La juge "iconique", comme l'a décrite dans son réquisitoire le procureur Pierre Nalbert, encourt une peine maximale d'un an de prison et 15.000 euros d'amende. Elle sera fixée sur son sort le 23 mars.

La juge Prévost-Desprez a envoyé un SMS au journaliste du Monde Jacques Follorou, ici à Bruxelles le 5 septembre 2013, pendant une perquisition chez Liliane Bettencourt
La juge Prévost-Desprez a envoyé un SMS au journaliste du Monde Jacques Follorou, ici à Bruxelles le 5 septembre 2013, pendant une perquisition chez Liliane Bettencourt
AFP/Archives

Mme Prévost-Desprez est soupçonnée d'avoir révélé, dans des SMS, les détails d'une perquisition effectuée au domicile de la milliardaire Liliane Bettencourt, héritière du groupe de cosmétiques L'Oréal, le 1er septembre 2010. Une opération relatée le jour même dans Le Monde par le journaliste Jacques Follorou, ami de la magistrate.

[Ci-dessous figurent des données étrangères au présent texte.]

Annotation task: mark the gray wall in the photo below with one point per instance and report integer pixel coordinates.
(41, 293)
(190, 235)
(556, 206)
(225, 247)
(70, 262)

Au procès en première instance, en juin 2015, le procureur Pierre Aldigé avait requis une amende de 5.000 euros contre l'ex-juge de Nanterre. Elle avait finalement été relaxée, faute de preuves suffisantes, l'enquête n'ayant jamais pu établir la teneur des SMS incriminés.

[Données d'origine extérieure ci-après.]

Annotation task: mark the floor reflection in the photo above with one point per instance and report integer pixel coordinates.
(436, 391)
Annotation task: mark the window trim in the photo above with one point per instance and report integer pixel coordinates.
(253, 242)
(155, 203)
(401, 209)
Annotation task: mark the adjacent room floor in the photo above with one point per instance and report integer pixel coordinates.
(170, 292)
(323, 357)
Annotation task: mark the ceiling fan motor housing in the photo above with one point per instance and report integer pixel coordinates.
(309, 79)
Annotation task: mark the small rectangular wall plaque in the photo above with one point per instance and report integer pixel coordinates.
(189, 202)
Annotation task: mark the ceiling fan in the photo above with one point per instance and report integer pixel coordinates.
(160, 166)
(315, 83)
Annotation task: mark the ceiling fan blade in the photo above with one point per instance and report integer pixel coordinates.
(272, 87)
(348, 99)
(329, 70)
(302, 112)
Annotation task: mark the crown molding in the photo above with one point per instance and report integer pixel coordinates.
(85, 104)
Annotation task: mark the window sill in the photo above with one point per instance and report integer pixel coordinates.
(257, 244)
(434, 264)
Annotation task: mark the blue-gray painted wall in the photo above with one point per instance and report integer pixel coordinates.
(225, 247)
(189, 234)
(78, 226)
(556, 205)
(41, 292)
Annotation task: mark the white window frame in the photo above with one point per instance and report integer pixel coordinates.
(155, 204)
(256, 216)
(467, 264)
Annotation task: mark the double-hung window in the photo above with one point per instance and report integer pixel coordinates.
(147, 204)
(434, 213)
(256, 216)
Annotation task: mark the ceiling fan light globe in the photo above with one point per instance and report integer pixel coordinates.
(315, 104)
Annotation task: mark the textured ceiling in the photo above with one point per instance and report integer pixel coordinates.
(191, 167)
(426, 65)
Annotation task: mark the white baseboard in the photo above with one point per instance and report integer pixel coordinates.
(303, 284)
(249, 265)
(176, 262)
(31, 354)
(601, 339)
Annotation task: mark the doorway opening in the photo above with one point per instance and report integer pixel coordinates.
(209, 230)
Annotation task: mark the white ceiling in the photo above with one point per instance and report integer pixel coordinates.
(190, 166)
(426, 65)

Mais le parquet avait fait appel de cette relaxe, relançant ainsi ce volet judiciaire de la tentaculaire affaire Bettencourt.

En concluant son réquisitoire jeudi, M. Nalbert souligne qu"il faut qu'une juridiction dise que Mme Prévost-Desprez a fauté". "Nous sommes convaincus de sa culpabilité", et d'autant plus "convaincus" que Mme Prevost-Desprez "a été prise la main dans le sac", assène-t-il.

"Il y a des éléments précis, datés, et même horodatés, qui mettent en cause Mme Prévost-Desprez", explique le procureur. Allusion notamment à un SMS envoyé par la juge au journaliste du Monde à 9H13, en pleine perquisition.

Le jugement de relaxe évoquait en première instance "des coïncidences troublantes", rappelle le magistrat: "moi, je dis qu'il y a une correspondance factuelle" entre les SMS envoyés à M. Follorou pendant la perquisition et sa divulgation "quasi instantanée" dans un article du Monde.

Il ne se satisfait pas des "explications embrouillées" de la magistrate sur ce point, et demande une condamnation de principe pour sanctionner "un système où l'on peut penser qu'un juge cherche à se protéger avec l'aide de la presse".

- 'Je n'ai jamais cédé' -

"Depuis quand des +explications embrouillées+ ont valeur de preuve?" s'indigne Me François Saint-Pierre, en plaidant la relaxe pure et simple pour Mme Prévost-Desprez.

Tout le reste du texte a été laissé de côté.